Mainers seeking cash welfare benefits would have to prove that they had already been looking for a job. That’s if Republican lawmakers have their way.
Welfare reform has been a rallying cry for Governor LePage and Maine Republicans for years. Wednesday, House Republican Leader Ken Fredette said Maine’s current welfare system leaves taxpayers feeling like they’re being taken advantage of.
“Over the past four decades, Democratic majorities in the legislature have built a welfare system that has created a culture of dependency and entitlement.”
House Republicans announced a pair of bills they’ll be introducing that makes job seeking requirements more stringent for people looking for cash benefits.
“Essentially what that bill does is if you are going in and you’re looking for TANF benefits it says that you need to also as part of your application show that you’ve also been out trying to find a job.”
Fredette’s bill would require that applicants prove they’ve applied for at least three jobs before they could receive cash benefits. 19 other states already require this.
The second bill puts limits on the reasons people can use to excuse them from the ASPIRE-TANF Work Search Program while receiving benefits. Fredette’s bill would outline specific reasons why someone collecting cash benefits would be exempt from this program.
Republicans cited one example of why this provision is necessary. The following is an actual case provided by the Office of Family Planning:
The Bangor ASPIRE office sanctioned an individual for failure to attend a scheduled appointment with an ASPIRE Specialist. The individual failed to appear for his scheduled appointment. He was notified of this appointment in writing. He was mailed a Good Cause notice allowing him 10 days to respond to the office if he felt he had good cause for failure to attend the scheduled appointment. When he failed to respond to that notice a sanction was imposed. He requested an administrative hearing where the hearings officer found in his favor stating the Department now needs to remove the sanction. The hearing officer found the client’s statement credible when he stated he received neither of the notices at his confirmed mailing address and that this was “within the meaning of ‘Any other reason resulting in failure to participate that is beyond the control of the participant or that a reasonable person would determine to be good cause’.
“If there’s reasons why people shouldn’t be looking for work it should be specified why they’re not looking for work. Such as if they don’t have a car or somebody has a sick parent at home,” Fredette said.
But these proposals have little chance of passing the Democratic controlled legislature.
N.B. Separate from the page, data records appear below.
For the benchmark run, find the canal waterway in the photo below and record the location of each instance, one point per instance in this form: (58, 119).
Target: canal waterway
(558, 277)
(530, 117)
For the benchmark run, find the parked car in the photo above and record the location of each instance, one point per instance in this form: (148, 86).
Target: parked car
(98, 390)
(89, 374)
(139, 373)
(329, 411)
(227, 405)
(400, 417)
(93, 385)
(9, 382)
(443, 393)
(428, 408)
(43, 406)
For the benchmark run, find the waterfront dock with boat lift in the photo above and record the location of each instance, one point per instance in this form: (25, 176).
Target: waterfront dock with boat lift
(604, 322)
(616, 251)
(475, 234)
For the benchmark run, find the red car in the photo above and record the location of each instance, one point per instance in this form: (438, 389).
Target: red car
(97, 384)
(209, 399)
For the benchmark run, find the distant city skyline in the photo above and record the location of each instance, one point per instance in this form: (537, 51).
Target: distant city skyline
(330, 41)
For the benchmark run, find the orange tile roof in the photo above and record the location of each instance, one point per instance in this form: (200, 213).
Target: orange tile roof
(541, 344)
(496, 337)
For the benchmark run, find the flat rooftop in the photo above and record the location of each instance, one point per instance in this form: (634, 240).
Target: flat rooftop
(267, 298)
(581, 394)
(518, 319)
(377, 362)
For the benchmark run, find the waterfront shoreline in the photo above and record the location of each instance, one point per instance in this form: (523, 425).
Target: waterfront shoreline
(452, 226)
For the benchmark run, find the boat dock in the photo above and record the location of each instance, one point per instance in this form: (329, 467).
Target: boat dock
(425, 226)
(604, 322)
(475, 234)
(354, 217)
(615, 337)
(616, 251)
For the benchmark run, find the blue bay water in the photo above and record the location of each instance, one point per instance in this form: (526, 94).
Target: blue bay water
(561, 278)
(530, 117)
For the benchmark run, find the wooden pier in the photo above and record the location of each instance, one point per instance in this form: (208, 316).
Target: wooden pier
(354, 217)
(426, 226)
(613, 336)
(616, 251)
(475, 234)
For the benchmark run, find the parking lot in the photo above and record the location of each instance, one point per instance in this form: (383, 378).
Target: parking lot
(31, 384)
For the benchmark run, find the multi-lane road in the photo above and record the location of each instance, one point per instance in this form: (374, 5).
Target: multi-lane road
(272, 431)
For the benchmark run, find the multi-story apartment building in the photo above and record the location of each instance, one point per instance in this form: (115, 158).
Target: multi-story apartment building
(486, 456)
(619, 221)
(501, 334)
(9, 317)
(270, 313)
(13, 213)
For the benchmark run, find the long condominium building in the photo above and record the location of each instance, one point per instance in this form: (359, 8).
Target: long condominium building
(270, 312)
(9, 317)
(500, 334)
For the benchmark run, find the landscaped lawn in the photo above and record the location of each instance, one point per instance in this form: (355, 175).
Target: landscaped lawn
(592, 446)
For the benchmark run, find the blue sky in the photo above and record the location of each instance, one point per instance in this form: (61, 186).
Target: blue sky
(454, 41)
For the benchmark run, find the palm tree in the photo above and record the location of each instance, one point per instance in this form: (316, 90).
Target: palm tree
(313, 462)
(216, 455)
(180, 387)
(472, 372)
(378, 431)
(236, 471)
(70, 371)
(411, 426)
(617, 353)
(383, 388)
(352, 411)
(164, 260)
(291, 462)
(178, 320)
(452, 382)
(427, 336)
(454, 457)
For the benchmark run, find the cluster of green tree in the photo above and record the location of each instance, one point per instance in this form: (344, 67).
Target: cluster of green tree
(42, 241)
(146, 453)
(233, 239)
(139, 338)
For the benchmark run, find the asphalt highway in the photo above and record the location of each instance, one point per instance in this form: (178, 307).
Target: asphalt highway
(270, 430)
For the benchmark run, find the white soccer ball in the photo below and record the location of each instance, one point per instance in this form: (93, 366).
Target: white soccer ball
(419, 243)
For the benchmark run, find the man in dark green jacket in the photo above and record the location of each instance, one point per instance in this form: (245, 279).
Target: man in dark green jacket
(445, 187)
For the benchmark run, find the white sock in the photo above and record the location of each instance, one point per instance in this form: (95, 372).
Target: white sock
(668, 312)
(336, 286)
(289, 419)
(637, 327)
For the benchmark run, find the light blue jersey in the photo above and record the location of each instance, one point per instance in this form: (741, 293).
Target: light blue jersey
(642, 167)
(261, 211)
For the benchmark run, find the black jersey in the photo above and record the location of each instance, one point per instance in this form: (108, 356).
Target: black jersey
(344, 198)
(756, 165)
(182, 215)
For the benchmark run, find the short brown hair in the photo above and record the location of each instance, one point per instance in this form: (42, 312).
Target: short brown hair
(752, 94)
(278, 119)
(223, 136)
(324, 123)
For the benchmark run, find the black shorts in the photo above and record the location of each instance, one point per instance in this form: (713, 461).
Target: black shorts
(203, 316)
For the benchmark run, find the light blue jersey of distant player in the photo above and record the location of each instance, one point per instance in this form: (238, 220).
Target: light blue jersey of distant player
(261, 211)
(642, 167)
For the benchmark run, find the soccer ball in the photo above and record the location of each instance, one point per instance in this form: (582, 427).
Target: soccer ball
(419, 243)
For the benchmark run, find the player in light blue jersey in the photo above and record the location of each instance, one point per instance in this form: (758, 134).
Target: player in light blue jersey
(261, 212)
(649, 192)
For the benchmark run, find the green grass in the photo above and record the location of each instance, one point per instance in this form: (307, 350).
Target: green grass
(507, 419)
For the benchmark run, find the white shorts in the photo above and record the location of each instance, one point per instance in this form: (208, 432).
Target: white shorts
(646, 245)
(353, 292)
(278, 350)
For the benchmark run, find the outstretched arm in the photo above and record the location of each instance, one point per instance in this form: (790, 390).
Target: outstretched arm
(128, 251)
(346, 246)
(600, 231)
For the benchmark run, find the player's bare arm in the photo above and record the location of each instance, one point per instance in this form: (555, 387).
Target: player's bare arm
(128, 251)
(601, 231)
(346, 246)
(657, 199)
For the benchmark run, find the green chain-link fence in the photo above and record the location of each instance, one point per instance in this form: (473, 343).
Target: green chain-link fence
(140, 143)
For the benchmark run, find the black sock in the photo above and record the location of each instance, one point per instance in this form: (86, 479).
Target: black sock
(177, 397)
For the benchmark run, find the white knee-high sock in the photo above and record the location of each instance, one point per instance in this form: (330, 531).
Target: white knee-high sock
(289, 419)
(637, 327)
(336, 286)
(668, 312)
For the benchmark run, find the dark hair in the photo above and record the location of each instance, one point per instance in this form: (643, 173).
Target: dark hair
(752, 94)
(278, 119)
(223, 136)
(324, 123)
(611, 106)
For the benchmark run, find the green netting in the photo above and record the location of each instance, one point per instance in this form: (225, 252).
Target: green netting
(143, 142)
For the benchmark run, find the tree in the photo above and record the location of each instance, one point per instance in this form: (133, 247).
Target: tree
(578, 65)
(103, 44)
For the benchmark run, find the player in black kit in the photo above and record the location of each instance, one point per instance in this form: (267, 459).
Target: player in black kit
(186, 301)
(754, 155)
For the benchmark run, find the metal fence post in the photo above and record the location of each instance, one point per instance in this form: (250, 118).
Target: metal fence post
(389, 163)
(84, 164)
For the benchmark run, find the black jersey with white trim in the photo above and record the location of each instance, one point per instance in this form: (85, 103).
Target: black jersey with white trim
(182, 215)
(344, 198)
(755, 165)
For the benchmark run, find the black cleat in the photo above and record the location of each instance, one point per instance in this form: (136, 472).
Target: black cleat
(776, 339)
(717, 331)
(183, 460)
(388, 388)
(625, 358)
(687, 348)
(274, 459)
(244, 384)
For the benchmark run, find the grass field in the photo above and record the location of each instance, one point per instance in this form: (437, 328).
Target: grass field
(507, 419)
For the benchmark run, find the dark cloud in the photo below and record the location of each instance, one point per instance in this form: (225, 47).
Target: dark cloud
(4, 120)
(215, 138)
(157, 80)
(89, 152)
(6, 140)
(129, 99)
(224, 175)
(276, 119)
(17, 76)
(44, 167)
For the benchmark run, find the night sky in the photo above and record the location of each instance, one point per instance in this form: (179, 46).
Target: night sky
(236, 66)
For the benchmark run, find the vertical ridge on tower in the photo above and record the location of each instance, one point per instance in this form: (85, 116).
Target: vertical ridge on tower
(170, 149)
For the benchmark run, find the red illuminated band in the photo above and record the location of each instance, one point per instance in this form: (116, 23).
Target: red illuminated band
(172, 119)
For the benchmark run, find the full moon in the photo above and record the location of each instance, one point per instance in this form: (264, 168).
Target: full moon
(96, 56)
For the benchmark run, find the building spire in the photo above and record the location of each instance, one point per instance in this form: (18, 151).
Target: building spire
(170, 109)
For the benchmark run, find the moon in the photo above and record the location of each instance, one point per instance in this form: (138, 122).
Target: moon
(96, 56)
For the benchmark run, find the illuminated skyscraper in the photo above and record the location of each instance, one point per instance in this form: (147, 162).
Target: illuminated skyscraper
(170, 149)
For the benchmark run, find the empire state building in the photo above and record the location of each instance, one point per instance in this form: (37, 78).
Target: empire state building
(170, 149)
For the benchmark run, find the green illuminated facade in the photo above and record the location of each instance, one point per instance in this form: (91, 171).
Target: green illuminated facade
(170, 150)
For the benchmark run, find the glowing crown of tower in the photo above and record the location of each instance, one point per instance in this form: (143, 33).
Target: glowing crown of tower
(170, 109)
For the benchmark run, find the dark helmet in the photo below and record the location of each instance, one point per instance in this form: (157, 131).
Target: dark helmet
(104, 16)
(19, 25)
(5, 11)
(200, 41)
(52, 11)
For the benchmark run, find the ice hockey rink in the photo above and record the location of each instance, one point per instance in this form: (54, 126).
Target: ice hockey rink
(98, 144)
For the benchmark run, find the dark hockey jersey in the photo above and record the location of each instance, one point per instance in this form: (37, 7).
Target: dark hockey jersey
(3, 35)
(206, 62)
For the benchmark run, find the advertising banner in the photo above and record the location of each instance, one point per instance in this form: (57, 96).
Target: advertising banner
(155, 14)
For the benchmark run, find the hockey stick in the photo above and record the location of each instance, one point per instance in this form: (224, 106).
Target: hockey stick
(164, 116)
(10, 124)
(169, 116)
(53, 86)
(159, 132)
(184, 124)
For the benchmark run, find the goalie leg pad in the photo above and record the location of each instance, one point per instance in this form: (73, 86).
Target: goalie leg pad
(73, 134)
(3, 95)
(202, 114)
Maine Speaker of the House Mark Eves calls them a “cheap shot” at struggling Mainers.
“We need to focus on making sure that we’re providing opportunities and decreasing barriers for struggling families trying to make ends meet. not increase barriers and that’s all this bill does is make it harder for struggling families to get on their feet and move into the middle class. It’s again no more than scoring political points going into a campaign year and it’s not going to be something I can support,” Eves said.
Eves sponsored LD 1343, the “Ticket to Work Bill.” last session, a bill he says is a better approach to transition into the workforce. Among other things, Eves bill directs the Department of Health and Human Services to provide a comprehensive assessment to identify education and other programs recipients need for job placement.
Lawmakers will take up Fredette’s two bills in January, but it appears they’ll face an uphill climb.